Strat-o-Matic-playing monkeys go to mWAR (measuring managers part 4)

September 5, 2025

Xavier

update 1.9.26: To see the paper that reports the results of the manager estimator into which mWAR evolved (much as we did from chimpanzees), click here.

Okay, let’s continue our examination of manager WAR or MWAR.

As explained last time, MWAR is a career-level measure of manager-value added to (or subtracted from) team performance. It’s measured, appropriately, in relation to the expected wins associated with the aggregate WAR of a managed team’s players. Although measured in relation to the impact of an average manager of a .500 team, MWAR can still fairly be characterized as quantifying a manager’s value over a “replacement” if you accept (as I imagine you would on reflection) that there are an ample supply of unemployed prospective managers (former ones, minor league ones, reflective former players, strat-o-matic junkies etc.) who could guide a team as well as an “average” manager would.

We have been using MWAR to determine how many “extra wins” per season–MWAR_162—can be credited to managers with ≥ 1,000 games managed.

Now it’s time to put MWAR to the monkey test.

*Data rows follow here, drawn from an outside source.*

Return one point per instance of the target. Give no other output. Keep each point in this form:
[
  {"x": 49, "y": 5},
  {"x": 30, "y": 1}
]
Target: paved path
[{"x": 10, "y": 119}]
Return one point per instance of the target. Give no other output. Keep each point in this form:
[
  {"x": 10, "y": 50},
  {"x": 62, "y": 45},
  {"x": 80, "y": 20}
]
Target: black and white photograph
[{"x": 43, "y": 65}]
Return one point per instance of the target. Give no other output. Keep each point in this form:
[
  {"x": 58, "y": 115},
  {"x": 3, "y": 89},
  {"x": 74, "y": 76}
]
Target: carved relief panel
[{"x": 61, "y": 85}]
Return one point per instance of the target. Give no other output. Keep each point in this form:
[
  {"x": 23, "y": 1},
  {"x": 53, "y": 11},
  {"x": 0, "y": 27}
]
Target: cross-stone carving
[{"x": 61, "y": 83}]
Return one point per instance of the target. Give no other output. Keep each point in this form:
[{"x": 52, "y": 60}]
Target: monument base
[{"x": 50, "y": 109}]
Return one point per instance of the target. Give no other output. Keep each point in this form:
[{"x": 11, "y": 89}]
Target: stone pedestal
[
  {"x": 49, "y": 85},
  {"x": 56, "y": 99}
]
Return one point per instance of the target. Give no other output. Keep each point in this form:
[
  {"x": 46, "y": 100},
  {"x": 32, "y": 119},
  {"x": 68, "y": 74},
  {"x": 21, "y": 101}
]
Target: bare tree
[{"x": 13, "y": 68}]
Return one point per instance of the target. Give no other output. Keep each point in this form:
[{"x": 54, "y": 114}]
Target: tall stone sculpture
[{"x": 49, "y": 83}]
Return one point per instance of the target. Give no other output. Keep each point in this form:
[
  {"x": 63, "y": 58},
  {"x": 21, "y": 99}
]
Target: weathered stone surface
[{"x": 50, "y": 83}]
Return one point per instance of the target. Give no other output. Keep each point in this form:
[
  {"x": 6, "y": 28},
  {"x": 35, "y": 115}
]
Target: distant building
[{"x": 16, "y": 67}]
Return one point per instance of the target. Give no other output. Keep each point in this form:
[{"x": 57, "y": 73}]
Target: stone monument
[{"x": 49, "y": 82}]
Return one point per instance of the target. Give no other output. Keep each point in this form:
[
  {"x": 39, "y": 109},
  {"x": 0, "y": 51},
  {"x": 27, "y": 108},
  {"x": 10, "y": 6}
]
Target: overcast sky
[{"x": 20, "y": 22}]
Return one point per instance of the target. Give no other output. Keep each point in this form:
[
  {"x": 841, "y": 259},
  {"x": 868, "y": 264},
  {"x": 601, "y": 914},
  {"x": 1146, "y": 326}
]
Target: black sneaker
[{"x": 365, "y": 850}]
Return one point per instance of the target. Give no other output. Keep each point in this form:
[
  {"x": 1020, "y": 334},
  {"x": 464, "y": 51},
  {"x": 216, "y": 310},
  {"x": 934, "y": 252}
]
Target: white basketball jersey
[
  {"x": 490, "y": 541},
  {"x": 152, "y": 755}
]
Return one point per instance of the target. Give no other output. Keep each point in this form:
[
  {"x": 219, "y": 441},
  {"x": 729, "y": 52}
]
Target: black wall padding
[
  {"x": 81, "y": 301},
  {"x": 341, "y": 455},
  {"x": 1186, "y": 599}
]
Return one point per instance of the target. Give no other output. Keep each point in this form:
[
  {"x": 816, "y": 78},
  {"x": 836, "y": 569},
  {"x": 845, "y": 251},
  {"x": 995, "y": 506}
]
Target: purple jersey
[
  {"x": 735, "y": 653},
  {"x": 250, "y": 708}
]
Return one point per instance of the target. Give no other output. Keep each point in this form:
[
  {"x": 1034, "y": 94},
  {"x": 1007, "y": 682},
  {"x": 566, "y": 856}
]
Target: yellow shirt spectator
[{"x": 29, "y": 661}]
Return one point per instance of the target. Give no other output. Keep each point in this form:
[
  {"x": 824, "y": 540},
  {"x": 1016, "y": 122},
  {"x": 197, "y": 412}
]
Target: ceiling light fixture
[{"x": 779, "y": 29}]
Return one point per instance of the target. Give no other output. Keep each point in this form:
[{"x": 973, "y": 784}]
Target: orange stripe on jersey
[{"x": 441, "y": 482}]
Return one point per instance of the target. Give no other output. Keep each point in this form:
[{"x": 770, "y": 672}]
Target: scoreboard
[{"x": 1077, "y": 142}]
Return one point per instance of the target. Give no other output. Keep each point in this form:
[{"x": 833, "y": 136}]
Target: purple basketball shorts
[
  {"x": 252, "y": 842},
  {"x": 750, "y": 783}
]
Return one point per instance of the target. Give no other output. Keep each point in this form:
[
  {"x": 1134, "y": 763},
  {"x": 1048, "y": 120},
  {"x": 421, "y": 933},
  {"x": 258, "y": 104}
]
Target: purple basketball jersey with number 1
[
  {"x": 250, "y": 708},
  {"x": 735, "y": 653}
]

As we did to appraise Horowitz’s PH, we will conduct a Monte Carlo simulation in which we replay (1,000 times each) the seasons of our manager’s teams, this time using their team WARs to predict their records. Each team will be managed by a monkey-manager counterpart of one of our real-world managers. We’ll examine the MWARs our monkey managers acquire over 131,000 careers to determine what sort MWARs a collection of utterly skilless managers could acquire by sheer chance (again, we’ve selected monkeys with no prior baseball knowledge for this experiment).

What statisticians refer to as an “empirical null,” the MWAR distribution associated with our MC-MPS—“Monte Carlo Monkeys Playing Strat-o-Matic”—simulation can then be used to interrogate our observed, human MWAR distribution. The juxtaposition of the two distributions will help us to figure out when we should regard human managers’ MWAR_162s as true measures of their impact on game outcomes.

We’ll follow the same steps we followed to test Horowitz’s PH.

First, we’ll eyeball the MC-MPS empirical null distribution in relation to a normal, “theoretical null” one. That helps us figure out what real randomness looks like for MWAR.

Second, we’ll eyeball how the our real-world MWAR distribution compares to the monkey empirical null. The shape will give us a clue whether we have true difference-makers among our featured human managers.

Third, we’ll perform some Bayesian testing aimed at forming concrete probability estimates of our managers’ impact on their teams’ records.

Ready?

First, here is the MWAR empirical null—the monkey manager WAR distribution—superimposed on a “normal distribution.” Actually, the distributions aren’t MWARs, which we defined in last post as a manager’s career “wins added,” but rather z-statistics of marginal winning percentages relative to a .500 team (the latter determines both the MWAR and MWAR_162 distributions in a straightforward linear fashion).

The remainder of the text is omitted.